How that lifted my spirits.
Once I was released from the hospital, my dad let me stay with him and his caregiver, Suzette, who was gracious enough to assist me and cook an extra portion of the meals she made for my dad. I couldn't lay down and had to sleep in a zero-gravity chair. My Aunt Sue was always available at a moment's notice to drive me to my numerous doctor's appointments.
Despite no income and limited disability, my bills and mortgage got paid.

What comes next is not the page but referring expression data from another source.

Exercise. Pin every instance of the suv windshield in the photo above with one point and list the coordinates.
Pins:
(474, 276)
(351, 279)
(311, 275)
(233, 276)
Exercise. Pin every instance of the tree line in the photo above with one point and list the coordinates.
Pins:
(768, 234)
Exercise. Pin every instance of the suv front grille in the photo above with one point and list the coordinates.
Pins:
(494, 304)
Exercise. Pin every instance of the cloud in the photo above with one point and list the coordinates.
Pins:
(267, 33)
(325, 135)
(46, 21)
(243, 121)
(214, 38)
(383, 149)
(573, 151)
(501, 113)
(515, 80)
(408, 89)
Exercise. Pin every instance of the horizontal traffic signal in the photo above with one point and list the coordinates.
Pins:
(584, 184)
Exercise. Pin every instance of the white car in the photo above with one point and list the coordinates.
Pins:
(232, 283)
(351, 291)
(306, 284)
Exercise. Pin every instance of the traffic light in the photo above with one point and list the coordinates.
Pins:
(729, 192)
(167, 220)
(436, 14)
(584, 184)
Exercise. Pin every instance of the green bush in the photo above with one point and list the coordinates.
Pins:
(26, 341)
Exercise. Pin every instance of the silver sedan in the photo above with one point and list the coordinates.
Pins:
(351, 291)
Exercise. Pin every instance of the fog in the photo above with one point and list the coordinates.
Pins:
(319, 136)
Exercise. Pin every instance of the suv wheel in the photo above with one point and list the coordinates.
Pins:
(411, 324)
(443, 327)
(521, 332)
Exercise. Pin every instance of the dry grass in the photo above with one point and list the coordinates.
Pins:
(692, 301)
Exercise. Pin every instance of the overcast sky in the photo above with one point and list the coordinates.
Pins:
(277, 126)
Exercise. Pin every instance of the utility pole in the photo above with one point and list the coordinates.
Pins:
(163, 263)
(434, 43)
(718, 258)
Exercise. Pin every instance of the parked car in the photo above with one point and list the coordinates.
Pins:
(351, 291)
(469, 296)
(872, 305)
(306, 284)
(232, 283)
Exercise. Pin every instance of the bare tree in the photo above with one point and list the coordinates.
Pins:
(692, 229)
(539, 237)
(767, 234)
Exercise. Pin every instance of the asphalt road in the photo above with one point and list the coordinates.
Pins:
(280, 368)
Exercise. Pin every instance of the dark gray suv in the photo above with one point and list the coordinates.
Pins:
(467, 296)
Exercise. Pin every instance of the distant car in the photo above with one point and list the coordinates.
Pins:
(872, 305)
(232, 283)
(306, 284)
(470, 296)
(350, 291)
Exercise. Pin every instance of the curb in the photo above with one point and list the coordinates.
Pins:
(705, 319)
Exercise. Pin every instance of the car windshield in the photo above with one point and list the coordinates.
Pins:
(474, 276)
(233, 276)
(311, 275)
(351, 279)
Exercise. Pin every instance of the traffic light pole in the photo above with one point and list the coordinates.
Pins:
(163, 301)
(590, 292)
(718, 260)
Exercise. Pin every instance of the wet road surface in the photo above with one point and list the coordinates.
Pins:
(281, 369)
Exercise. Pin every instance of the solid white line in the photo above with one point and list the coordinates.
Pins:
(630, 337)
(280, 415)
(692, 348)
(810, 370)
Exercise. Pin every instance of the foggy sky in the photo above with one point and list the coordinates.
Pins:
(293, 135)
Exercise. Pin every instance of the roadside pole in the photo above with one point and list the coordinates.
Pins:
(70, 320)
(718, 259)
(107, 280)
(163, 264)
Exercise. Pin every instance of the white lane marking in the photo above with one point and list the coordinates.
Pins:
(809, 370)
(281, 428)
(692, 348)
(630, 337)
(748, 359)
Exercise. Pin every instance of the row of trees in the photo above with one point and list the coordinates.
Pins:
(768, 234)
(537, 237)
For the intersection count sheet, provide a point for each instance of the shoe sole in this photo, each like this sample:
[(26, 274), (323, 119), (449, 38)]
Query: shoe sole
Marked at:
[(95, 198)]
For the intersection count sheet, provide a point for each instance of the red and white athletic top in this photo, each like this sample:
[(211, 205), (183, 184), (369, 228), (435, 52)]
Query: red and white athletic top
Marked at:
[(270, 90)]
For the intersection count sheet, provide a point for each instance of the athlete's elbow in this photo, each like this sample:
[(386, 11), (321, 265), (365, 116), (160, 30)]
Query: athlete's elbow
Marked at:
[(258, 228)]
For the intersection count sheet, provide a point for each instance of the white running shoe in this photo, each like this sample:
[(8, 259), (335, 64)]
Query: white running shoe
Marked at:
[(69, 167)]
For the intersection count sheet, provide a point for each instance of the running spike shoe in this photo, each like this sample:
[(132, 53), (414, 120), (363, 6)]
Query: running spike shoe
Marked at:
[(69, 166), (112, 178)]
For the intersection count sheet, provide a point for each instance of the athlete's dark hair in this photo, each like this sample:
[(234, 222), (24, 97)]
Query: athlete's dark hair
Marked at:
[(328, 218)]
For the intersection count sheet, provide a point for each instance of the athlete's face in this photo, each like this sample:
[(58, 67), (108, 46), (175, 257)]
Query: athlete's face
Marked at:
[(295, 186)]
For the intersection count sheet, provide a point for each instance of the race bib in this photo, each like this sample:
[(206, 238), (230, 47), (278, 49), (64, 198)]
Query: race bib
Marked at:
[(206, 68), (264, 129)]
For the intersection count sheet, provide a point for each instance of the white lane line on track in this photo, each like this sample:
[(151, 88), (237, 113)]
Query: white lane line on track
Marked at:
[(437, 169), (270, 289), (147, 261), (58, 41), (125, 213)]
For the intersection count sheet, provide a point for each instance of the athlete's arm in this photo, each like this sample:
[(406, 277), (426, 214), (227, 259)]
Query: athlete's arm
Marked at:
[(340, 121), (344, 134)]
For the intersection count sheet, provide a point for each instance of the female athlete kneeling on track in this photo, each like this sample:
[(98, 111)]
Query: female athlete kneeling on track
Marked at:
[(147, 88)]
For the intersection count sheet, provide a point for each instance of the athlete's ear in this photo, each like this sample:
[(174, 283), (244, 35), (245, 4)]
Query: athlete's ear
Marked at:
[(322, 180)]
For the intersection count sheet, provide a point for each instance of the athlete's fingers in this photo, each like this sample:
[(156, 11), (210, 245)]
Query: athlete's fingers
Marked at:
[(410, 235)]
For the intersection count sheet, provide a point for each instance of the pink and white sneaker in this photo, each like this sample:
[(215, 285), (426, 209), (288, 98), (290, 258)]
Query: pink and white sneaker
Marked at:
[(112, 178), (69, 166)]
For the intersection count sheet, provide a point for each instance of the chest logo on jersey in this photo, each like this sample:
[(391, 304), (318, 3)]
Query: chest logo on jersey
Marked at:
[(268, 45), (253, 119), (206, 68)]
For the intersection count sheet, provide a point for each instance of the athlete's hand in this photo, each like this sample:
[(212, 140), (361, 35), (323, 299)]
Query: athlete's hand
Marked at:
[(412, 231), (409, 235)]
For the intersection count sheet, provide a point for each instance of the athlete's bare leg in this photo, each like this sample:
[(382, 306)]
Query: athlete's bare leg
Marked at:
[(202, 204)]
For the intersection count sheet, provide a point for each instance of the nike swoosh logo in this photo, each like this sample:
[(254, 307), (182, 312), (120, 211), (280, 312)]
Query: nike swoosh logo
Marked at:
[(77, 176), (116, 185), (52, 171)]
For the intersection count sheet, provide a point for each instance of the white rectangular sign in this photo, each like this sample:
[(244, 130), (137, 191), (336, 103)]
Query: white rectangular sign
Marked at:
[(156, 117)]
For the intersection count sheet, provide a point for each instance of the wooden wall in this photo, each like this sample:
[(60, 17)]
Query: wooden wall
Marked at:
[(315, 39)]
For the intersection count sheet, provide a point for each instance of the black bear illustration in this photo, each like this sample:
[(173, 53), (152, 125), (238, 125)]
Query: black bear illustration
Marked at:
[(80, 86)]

Amazing things continued to happen. Despite no income and limited disability, my bills and mortgage got paid. Someone anonymously paid my health insurance premiums. My friend, Fred, kept me connected via phone calls and by driving me to get-togethers, lunches, and graduations. Meals were cooked and delivered. My co-workers worked with my Padres season ticket rep and got me a signed Trevor Hoffman baseball. When I mentioned to Becky I was looking for a Nissan Altima, she said her brother-in-law was trying to sell the 2013 Altima he inherited from his mom. It was the perfect car for me, and when I test drove it, it was the first time I got behind the wheel since the crash. (That was a little scary).
On June 30, I slowly hiked the grasslands in Mission Trails. It wasn't pretty, but I reached my goal. I have to admit I was a little overwhelmed when I reached the top of the Grasslands.
God truly is awesome!
Physically, my recovery started to accelerate. The fractures began to heal, and I was finally able to sleep in a bed. After 96 days, I returned to work part-time on July 25. Three months later, God opened a door and turned my County Parks and Recreation graphic design contractor job into a full-time position with benefits. In November, I took over as leader of the Hiking Ministry.
I am now fully recovered and can do pretty much everything I could before the accident. I'm a little stiff in the morning; it might be from the accident or just plain old age. There's no trauma when I drive, and I feel no latent fear when I go through the intersection—something I do almost every day. With the help of my attorney, a settlement was negotiated that took care of all my medical bills.
God could have taken me Home that day, but He still has work for me to do for Him. The hike I set out to take took an unexpected detour into some painful and scary moments. But so much good has come out of this experience. It has changed my perspective on life, and every hike I take is even more glorious than before. I feel truly blessed and appreciative of all the people in my life. I am in awe that He is with me every step of the way. Each day truly is a gift.
I wasn’t always mindful of that gift prior to my accident. But I am now. That is why, April 19, 2018 was a day of new beginnings.
Thank you again from the bottom of my heart for all your prayers and support. Praise God!